The same can’t be said for Robb Stark. Once the golden boy of the north, his side is collapsing. He has lost control of his army, stuck to the image of his father that he so desperately wants to continue. It’s as if he’s comparing himself to Eddard with every move. Here, Robb has to deal with the betrayal of Rickard Karstark, who murdered the young Lannister captives in the middle of the night. Instead of keeping him in the dungeons as his wife, mother and uncle beg, he opts to fulfill Winterfell’s justice and behead Rickard, much like he believes his father would have done. Robb Stark, as just he is trying to be, is alienating himself and creating new enemies. Unfortunately, they’re coming from within his ranks now.

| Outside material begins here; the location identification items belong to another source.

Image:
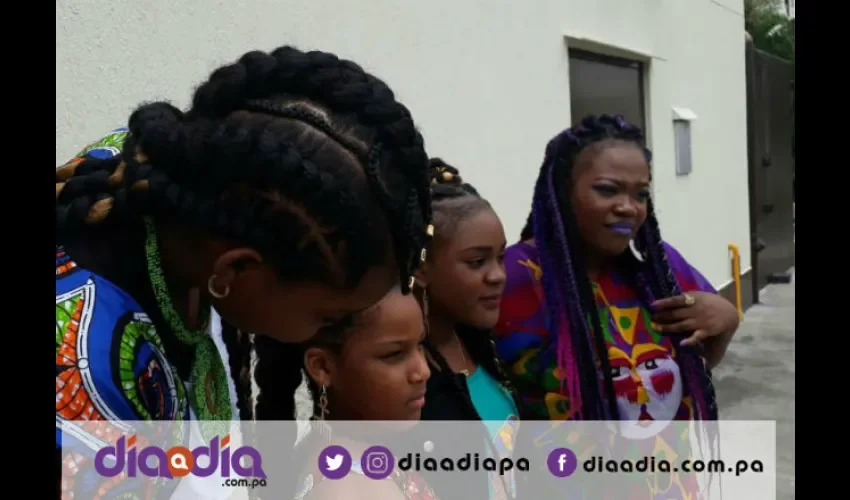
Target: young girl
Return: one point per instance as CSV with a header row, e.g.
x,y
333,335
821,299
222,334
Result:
x,y
292,194
601,319
376,371
462,282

Sansa is another Stark who seems to be biting off a little more than she can chew. Not only does she want to escape King’s Landing and the clutches of Joffrey, but she wants to do so on her own terms, something that she doesn’t realize is backfiring on her. She’s currently second in line at the seat of Winterfell, as all other Stark children are missing or are Robb. Should Robb fall, she holds the North, and thus she becomes more valuable as the Summer wanes. She wants to marry Ser Loras Tyrell, believing that she’ll finally have the fairy tale life she’s dreamed of. Unfortunately for her, the rest of the kingdom doesn’t think so.
And so we get back to the Lannisters. With the Tyrells becoming more disobedient and Cersei catching wind of the plan to marry Sansa into the family, she and Tywin chance to strike first and marry Sansa to Tyrion instead. On top of that, Tywin announces to Cersei that he intends to marry her to Ser Loras instead, to maintain control of the kingdom with the Lannisters at the center. Neither Lannister child likes the cumulative ideas, though we’re sure that they’re cheering for the downfall of the other. Tywin’s terrific words at the end of his disciplining of his children basically amount to “You’re my children, you’ve shamed me and the Lannister name. It’s time you stop disobeying me.”
The Lannisters have fallen apart now, almost completely. Tywin holds on to the grandeur of the past, but we know that it’s not going to be salvageable by the current means.
“Kissed by Fire” also brought us looks at how Jon Snow becomes a man, finally breaking the vow of celibacy to let his feelings for Ygritte take over. Is he beginning to forget that he’s still a spy for the Night’s Watch? Potentially. We’re also finally given some insight into Stannis Baratheon’s family, as he visits his sick daughter for the first time in months, a daughter whom seems to think more highly of Davos than her own father. He seems to keep her locked away to keep from being reminded that he has no sons as his heir. Meanwhile, his (exceedingly crazy) wife keeps his stillborn ones in giant jars, praying to the God of Light the entire time.
The God of Light seems to be making headway into the Kingdom, spreading almost like a cultish disease. Some, like Stannis’ wife Selyse and his priestess Melisandre seem to take their belief to the dark arts, warping them mentally. Others, like Thoros and Beric Dondarrian, use their faith as justice. In the opening scene of the episode Beric battles the Hound, cutting his hand on his sword and setting it afire. As the Hound eventually wins, killing Beric and sending Arya into a freakout, Thoros manages to bring him back to life by praying to the god. Arya is visibly distraught, and even more so when her last remaining friend, Gendry, decides to leave her side and stay with the Brotherhood.
So it’s the children that run the Kingdom, or at least offer it lack of control. With the midway point upon us, things move exceedingly quick from here on out to what will surely be an incredible end to the season. Hold on to your horse’s reins.